Jan Wouters: Geblokte zachtaardigheid
Hoe geblokt kun je zijn? We hadden hem graag als rugbyer gezien, in een shirt met blauw-gele horizontale strepen en een wit kraagje. Daaronder een witte broek, strak om zijn heipaaldijen heen gespannen. Die broek zou al snel niet meer schoon zijn, evenmin als de tulband die, laag voor laag, gedurende de match om zijn hoofd gewikkeld zou moeten worden en waarin de rode vlek desondanks langzaam zou groeien. Gewoontegetrouw zou hij uit een scrum vlak voor tijd de winnende punten scoren. Zijn grimas bij het verlaten van het veld zou elke keer een tand minder tonen.

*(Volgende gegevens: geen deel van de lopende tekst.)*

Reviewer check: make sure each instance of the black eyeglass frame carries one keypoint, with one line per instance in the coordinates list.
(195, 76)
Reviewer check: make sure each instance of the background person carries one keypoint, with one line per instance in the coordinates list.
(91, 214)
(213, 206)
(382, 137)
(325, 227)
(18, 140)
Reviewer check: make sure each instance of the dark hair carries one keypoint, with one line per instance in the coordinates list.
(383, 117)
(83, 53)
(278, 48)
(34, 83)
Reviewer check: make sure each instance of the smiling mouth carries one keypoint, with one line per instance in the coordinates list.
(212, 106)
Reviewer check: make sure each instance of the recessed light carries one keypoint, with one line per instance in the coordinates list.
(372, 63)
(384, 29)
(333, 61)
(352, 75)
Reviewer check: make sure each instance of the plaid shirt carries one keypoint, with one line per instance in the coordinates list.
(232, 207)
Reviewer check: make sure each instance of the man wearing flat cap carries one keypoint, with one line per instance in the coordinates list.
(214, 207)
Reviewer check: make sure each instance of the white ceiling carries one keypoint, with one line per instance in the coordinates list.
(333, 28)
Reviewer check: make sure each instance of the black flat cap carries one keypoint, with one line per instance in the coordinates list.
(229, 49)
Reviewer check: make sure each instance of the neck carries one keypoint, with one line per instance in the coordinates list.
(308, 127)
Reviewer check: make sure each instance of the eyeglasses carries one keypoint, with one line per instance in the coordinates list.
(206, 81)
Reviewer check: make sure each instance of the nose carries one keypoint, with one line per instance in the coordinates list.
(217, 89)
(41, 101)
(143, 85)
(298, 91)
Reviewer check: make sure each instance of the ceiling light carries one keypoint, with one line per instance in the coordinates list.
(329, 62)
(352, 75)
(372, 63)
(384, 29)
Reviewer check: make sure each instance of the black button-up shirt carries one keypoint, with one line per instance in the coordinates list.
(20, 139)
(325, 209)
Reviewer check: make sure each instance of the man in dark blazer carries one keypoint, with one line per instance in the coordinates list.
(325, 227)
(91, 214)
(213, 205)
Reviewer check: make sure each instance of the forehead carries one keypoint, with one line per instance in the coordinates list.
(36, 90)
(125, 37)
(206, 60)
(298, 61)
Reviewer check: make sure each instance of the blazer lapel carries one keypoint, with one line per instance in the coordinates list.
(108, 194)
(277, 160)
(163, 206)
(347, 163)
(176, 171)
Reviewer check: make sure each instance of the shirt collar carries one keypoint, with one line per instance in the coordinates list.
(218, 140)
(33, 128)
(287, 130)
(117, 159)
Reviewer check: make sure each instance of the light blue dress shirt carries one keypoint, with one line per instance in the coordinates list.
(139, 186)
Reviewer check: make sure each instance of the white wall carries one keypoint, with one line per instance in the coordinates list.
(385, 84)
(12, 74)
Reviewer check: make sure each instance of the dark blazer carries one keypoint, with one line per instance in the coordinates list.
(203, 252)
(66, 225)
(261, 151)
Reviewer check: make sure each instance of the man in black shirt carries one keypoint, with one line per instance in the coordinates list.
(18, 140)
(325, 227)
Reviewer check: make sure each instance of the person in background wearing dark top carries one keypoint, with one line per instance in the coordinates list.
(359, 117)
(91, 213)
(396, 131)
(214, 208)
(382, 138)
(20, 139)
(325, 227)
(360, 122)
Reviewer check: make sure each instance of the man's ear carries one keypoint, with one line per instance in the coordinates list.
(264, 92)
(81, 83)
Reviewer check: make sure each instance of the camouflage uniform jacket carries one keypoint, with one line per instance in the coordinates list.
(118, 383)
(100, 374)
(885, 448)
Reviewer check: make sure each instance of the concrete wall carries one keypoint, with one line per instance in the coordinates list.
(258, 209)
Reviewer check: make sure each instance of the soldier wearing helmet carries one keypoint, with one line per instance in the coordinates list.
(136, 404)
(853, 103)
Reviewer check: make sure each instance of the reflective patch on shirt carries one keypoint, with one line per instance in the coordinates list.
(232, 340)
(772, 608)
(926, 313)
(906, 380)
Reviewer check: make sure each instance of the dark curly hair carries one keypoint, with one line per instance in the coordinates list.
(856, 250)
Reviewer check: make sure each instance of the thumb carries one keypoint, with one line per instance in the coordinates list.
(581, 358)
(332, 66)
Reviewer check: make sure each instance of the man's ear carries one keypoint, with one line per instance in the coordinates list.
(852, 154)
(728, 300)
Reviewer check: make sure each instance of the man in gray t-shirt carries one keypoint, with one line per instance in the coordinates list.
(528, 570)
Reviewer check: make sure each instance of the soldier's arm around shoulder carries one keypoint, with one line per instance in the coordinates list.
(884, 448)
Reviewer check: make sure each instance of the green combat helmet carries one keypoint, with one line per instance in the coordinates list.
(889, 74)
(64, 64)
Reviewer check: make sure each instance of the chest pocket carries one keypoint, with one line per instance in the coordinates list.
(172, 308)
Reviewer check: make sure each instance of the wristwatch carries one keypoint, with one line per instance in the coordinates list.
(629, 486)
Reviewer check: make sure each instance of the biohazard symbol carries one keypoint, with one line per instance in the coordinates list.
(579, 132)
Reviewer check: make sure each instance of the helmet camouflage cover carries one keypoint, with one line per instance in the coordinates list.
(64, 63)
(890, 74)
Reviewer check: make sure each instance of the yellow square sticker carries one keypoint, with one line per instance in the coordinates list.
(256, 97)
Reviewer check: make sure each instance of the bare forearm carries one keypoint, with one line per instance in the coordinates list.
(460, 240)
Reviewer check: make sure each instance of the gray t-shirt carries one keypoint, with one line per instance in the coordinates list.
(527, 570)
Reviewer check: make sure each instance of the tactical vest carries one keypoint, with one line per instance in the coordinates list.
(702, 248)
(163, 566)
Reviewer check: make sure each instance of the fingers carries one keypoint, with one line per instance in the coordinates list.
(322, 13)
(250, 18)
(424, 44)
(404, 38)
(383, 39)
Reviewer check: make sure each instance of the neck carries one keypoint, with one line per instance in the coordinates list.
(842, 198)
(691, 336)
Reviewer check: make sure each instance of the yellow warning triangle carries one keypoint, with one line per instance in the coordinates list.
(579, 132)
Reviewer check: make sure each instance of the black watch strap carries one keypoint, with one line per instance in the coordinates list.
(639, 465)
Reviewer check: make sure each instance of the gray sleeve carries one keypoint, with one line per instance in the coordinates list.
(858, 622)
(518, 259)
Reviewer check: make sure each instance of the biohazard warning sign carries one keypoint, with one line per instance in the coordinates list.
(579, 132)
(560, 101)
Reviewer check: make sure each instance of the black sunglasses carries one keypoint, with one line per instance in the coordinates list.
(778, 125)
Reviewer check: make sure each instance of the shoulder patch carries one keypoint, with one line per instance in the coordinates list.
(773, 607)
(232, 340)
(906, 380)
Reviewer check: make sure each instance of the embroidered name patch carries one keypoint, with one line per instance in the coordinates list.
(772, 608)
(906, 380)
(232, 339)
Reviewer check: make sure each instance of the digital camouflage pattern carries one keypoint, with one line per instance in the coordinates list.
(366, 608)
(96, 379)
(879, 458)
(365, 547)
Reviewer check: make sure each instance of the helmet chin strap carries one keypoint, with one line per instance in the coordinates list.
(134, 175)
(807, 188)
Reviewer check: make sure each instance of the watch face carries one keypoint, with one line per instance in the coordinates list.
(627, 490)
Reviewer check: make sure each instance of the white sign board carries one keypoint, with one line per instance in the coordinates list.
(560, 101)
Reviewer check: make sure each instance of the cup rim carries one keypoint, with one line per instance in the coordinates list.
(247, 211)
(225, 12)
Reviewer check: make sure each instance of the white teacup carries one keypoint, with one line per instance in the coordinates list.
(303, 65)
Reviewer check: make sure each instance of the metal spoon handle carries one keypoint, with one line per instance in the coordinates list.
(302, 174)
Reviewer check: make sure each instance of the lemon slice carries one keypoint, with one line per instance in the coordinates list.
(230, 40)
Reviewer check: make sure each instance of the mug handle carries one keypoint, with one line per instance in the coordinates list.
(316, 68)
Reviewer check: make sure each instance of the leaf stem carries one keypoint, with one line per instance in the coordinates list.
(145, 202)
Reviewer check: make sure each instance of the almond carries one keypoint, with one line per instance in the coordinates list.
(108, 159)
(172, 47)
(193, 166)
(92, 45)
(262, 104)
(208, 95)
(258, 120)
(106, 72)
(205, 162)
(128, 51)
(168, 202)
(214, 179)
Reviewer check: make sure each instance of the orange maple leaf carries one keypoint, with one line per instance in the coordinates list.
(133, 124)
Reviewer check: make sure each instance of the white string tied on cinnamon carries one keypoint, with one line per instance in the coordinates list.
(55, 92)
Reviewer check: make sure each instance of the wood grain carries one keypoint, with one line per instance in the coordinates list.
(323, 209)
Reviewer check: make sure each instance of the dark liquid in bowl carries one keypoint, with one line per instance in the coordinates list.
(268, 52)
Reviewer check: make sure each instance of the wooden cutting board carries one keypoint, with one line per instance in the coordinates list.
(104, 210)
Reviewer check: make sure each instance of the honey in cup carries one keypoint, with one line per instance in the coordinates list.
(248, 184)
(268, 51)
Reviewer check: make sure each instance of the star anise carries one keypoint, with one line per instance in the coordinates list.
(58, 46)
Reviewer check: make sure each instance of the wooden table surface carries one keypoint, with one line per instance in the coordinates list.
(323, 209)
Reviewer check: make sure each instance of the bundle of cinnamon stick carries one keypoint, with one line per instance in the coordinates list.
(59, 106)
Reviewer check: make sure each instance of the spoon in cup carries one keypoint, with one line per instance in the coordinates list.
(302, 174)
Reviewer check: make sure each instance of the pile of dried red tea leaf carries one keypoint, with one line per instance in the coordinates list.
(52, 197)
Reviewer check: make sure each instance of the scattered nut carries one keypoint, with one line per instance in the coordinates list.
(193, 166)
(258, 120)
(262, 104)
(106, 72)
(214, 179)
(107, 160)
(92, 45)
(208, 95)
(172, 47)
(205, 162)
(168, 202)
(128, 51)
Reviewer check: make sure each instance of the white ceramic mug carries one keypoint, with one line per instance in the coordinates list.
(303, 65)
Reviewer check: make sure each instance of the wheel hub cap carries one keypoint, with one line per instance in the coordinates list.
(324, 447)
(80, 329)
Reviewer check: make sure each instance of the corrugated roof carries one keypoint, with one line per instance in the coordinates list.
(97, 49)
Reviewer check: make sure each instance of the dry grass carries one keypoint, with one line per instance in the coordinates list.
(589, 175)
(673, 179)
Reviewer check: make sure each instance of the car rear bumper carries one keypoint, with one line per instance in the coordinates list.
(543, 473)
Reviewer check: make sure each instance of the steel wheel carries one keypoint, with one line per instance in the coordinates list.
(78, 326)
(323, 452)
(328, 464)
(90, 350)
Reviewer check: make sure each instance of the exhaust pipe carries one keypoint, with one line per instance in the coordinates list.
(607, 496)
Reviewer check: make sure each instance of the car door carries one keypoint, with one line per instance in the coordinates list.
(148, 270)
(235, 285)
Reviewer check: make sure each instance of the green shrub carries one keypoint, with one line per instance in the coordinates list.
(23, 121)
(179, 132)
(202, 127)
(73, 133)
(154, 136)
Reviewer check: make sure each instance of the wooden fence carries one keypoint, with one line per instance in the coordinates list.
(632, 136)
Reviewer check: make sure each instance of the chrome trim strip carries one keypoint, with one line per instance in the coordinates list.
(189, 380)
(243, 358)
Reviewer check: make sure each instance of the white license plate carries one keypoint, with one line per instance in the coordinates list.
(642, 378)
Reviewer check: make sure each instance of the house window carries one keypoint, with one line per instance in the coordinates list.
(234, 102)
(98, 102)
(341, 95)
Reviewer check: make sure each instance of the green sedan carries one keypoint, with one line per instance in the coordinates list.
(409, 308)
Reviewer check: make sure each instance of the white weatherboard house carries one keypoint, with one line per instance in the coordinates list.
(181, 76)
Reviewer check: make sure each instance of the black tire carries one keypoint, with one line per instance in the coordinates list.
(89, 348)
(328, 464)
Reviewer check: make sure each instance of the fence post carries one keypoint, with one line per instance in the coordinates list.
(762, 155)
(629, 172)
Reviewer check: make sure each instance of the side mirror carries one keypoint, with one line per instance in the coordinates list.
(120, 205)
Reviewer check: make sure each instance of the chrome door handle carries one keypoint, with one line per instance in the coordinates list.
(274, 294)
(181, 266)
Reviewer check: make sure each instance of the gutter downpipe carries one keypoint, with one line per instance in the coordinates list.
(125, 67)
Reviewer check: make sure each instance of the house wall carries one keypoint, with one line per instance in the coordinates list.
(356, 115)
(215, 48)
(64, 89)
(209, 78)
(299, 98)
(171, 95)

Zijn mooiste wedstrijden zouden de interlands voor Schotland tegen Engeland zijn. Vooruit dan, bij die gelegenheden in egaal donkerblauw shirt. Maar wel met wit kraagje en witte broek. Berucht zouden zijn duels zijn met de even gedrongen Gascoigne. Uit respect zouden de andere spelers de scrums volledig aan hen overlaten: koppen tegen elkaar en duwen maar. Na afloop van de partij zouden zij elkaar, in plaats van een hand, omstebeurt met kracht een elleboog in het gezicht planten. En daarna samen een pilsje drinken. Nou ja, Jan een melkje.
Jan is thuisgekomen in Schotland. Zijn mistroostige blik past bij regen. Bij motregen. En trouwens ook bij striemende regen. Zijn licht gekromde schouders torsen de last van een periode van miskenning. Maar zijn zwijgen verraadt berusting: elke wolk verbergt een nieuwe wolk. En toch is hij ongebroken. Zijn vierkante postuur maakt hem een overlever in het land, waar Berti Vogts de natuurlijke bondscoach is. Zelfs als er geen hoop is, wordt goedmoedig de beuk erin gegooid, verpakt in een flauwe glimlach. Dat biedt troost, ook al leidt het nergens toe. Hooguit tot een veredeld soort rugby.
Kon Jan nog maar zelf in het veld staan, desnoods als voetballer. Dan zou zijn gezwoeg tot zijn recht komen. Hij zou zijn gelatenheid in de kleedkamer achterlaten en voor de duur van de wedstrijd verruilen voor onverzettelijkheid, zodat de lucht even zou opklaren. Langs de lijn kan hij het wolkendek niet verdrijven.
Zijn trouw aan Advocaat brengt hem als hulpcoach tijdens het Europees kampioenschap naar het Nederlands elftal. Of misschien is het meer zijn loyaliteit aan Van Hanegem: zelden hebben we iemand zo opgelucht horen verklaren dat de nieuwe collega rookt. Maar Jan had gelijk een langer dienstverband te weigeren: hij zou snel weer naar Glasgow hunkeren, waar hij steun vindt in de mist als hij zich door de spelers in de steek gelaten voelt.